Even so, all was well in the bustling (indeed, bristling) BI segment.

A year's worth of unprecedented consolidation did nothing to dim BI industry hopes, according to market watcher Gartner Inc. For the year, Gartner says, the BI industry grew at a healthy (indeed, at a near-breakneck) clip, growing 13 percent.

Gartner cites a few caveats, of course -- starting with the weakened value of the U.S. dollar, which makes U.S. software less expensive overseas (boosting unit shipments and revenues) and, simultaneously, drives up the cost of software stateside (boosting revenues). All things considered, the industry seer concludes, last year's performance seems indicative of a robust industry.

Robust, yes -- and remarkably streamlined as well. According to Gartner's analysis, a Gang of Four -- namely, IBM, Oracle, SAP, and Microsoft Corp. (the only one of the three that didn't have big-budget BI acquisition last year) -- controls slightly less than 60 percent of the overall BI market.

Intriguingly, none of these vendors is a BI or performance management (PM) specialist -- although three of them (IBM, Microsoft, and Oracle) do develop market-leading relational databases, while the fourth (SAP) is one of the world's largest producers of enterprise software.

It's worth noting that SAP NetWeaver BI -- the former SAP Business Information Warehouse -- has an enormous presence in customer accounts (some 12,000 installations, according to SAP), making NetWeaver BI one of the industry's most pervasive products.

What's interesting, Gartner indicates, is that -- BI Gang of Four or no -- the BI space isn't really all that consolidated. To put it another way, even if IBM, Microsoft, Oracle, and SAP do garner two-thirds of BI industry revenues, there's still plenty of activity in the remaining quarter, thanks to a combination of start-ups and stalwarts that are agitating to keep things interesting.

"Taking all the consolidation into account, the large stack vendors Oracle, SAP, IBM and Microsoft have raised their market presence during the course of 2007 from just over one-fifth of the market to owning close to two-thirds by the end of the year," said Dan Sommer, senior research analyst at Gartner, in a statement. "That marks a pendulum shift from a market driven by best-of-breeds to one dominated by megavendors," Sommer continued. "However, many smaller independent BI vendors grew faster than the market, and we expect continued innovation and new vendors to enter the market."

Last year, Business Objects was number one in terms of overall BI platform revenue (controlling nearly 20 percent of the market entire), followed by an independent BI power, SAS Institute Inc., which controlled almost 15 percent of BI revenues. Call SAS an outlier: rounding out the top five were mega-vendors (or their stewards): the former Cognos (with nearly 14 percent of BI market share), Microsoft (with nearly 11 percent share) and Oracle (with 9.4 percent share).

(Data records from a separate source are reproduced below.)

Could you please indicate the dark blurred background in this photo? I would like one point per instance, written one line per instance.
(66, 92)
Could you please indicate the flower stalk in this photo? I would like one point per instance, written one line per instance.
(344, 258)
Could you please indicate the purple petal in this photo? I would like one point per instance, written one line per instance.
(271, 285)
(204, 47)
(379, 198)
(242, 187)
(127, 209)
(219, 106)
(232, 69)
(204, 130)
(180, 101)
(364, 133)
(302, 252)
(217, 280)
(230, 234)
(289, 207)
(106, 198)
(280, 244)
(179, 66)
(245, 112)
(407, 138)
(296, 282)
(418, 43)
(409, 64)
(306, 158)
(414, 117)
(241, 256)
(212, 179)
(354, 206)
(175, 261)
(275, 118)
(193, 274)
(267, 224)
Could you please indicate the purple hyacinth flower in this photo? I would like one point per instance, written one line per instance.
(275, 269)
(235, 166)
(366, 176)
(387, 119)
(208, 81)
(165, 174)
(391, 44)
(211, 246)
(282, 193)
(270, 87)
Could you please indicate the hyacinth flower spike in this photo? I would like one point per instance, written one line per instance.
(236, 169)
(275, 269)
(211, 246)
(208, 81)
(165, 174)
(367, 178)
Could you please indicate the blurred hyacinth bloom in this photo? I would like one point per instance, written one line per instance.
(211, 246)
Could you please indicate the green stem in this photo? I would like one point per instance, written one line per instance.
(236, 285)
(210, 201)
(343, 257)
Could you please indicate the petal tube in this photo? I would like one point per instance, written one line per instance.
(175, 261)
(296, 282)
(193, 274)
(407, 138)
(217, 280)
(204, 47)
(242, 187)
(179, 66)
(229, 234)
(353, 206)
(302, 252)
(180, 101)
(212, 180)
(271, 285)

With SAP's acquisition of Business Objects, Gartner notes, the combined entity now accounts for more than a quarter (26.3 percent) of global BI revenues. Adding IBM's BI tally to that of Cognos catapults the pair into what Gartner describes as a "virtual tie" -- with BI independent SAS -- for second place. Meanwhile, the combination of Oracle and Hyperion also shakes up the market, launching the database giant into a virtual tie with Microsoft for fourth place overall.

As expected, year-over-year growth hit a snag in North America, thanks largely to the plummeting value (and decreased stateside buying power) of the U.S. dollar. It was a double-digit slip: compared to 16 percent growth in 2006, BI industry growth last year clocked in at a disappointing 5 percent. Happily, a devalued dollar significantly boosted BI exports, resulting in "buoyant" spending outside of the U.S., according to Gartner.

The market-watcher projects more of the same in 2008 and beyond. "A weakening dollar and a slowing economy means vendors will have to get used to a much larger proportion of vendor revenue coming from outside of the United States," said Sommer.

International splurging on BI technology wasn't just a function of a devalued dollar, Gartner indicates. In fact, depressed markets (e.g., France and Germany) roared back to life in 2007, notching impressive growth -- even after taking currency fluctuations into account.

"BI spending in the emerging regions of the world continued to grow aggressively, but also countries in Western Europe, especially Germany and France, showed surprising growth when discounting currency fluctuations, after several years of morose spending," Sommer concludes.